La stratégie est payante, car cette évolution du discours est suivie par celle de l’électorat du FN. Depuis 2012, il gagne beaucoup sur les terres de gauche. Dans Le mystère français Hervé Le Bras et Emmanuel Todd ont constaté cette évolution (Hervé Le Bras, Emmanuel Todd, Le Mystère français, éditions du Seuil, 2013). Pour simplifier, jusque là le FN de Jean-Marie était très bien représenté dans deux "bastions", les départements méditerranéens avec ses pieds-noirs, et dans l’Est, plus spécialement dans la région lyonnaise et en Alsace. Avec son nouveau discours le FN a conquis de nouvelles zones et il a perdu des électeurs dans ces bastions traditionnels que le père avait su conquérir.
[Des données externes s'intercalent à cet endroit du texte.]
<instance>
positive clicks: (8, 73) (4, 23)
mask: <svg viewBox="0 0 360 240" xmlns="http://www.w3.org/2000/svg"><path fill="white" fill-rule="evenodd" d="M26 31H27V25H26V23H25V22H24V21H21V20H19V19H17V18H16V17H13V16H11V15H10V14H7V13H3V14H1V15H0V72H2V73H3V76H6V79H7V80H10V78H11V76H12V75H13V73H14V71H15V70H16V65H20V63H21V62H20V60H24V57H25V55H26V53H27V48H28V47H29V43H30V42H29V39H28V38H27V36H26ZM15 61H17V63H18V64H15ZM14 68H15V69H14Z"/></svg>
En 2012 c’est 5 % de moins en Alsace et dans la région lyonnaise ainsi que dans l’ouest de la région parisienne, "le FN se retire des villes et des banlieues où résident les immigrés pour aller vers le vieil espace révolutionnaire français, central, de tradition libérale égalitaire". "Le FN est devenu économiquement et territorialement le parti des dominés", "ces terres de Sous-France", pour reprendre l’expression de Daniel Mermet. En 2007, en avance de phase, la science politique avait déjà parlé de "gaucho-lepénisme".  2014 confirme cette analyse, le FN se serait même développé sur les dernières terres qui lui résistaient, celle du "catholicisme zombi", en d’autres mots il gagne progressivement à l’ouest sur les dernières terres PS en dehors des grandes villes.

Nous sommes tous des électeurs amnésiques

Face à ces deux avancées, les belles âmes se rassurent : "Personne ne pourra oublier que le FN est d’abord et avant tout un parti raciste". Une publication récente de Fakir éditions nous met en garde contre cette belle illusion en soulignant à la fois la plasticité du FN mais surtout notre amnésie (François Ruffin, "Pauvres actionnaires !" Quarante ans de discours économique du Front national passés au crible. Fakir Editions). Qui se souvient que bien avant d’être raciste, le FN et Jean Marie Le Pen étaient d’abord anticommunistes ? C’était leur cheval de bataille jusqu’à la chute du mur de Berlin. Une preuve amusante ? Seuls les hypermnésiques de plus de 80 ans se souviennent de l’auteur de ce discours de 1958 à l’Assemblée Nationale : "Ce qu’il faut dire aux Algériens, ce n’est pas qu’ils ont besoin de la France mais que la France a besoin d’eux... ils seront… la partie dynamique et le sang jeune d’une nation française dans laquelle nous les aurons intégrés". Autre temps, autres mœurs, Jean Marie Le Pen plaidait alors sans complexe pour une Algérie Française. En vingt ans le père est arrivé à nous faire oublier ce discours, combien de temps la fille prendra-t-elle pour nous faire oublier le racisme du père ? Alors le FN aura doublé Mélenchon sur sa gauche.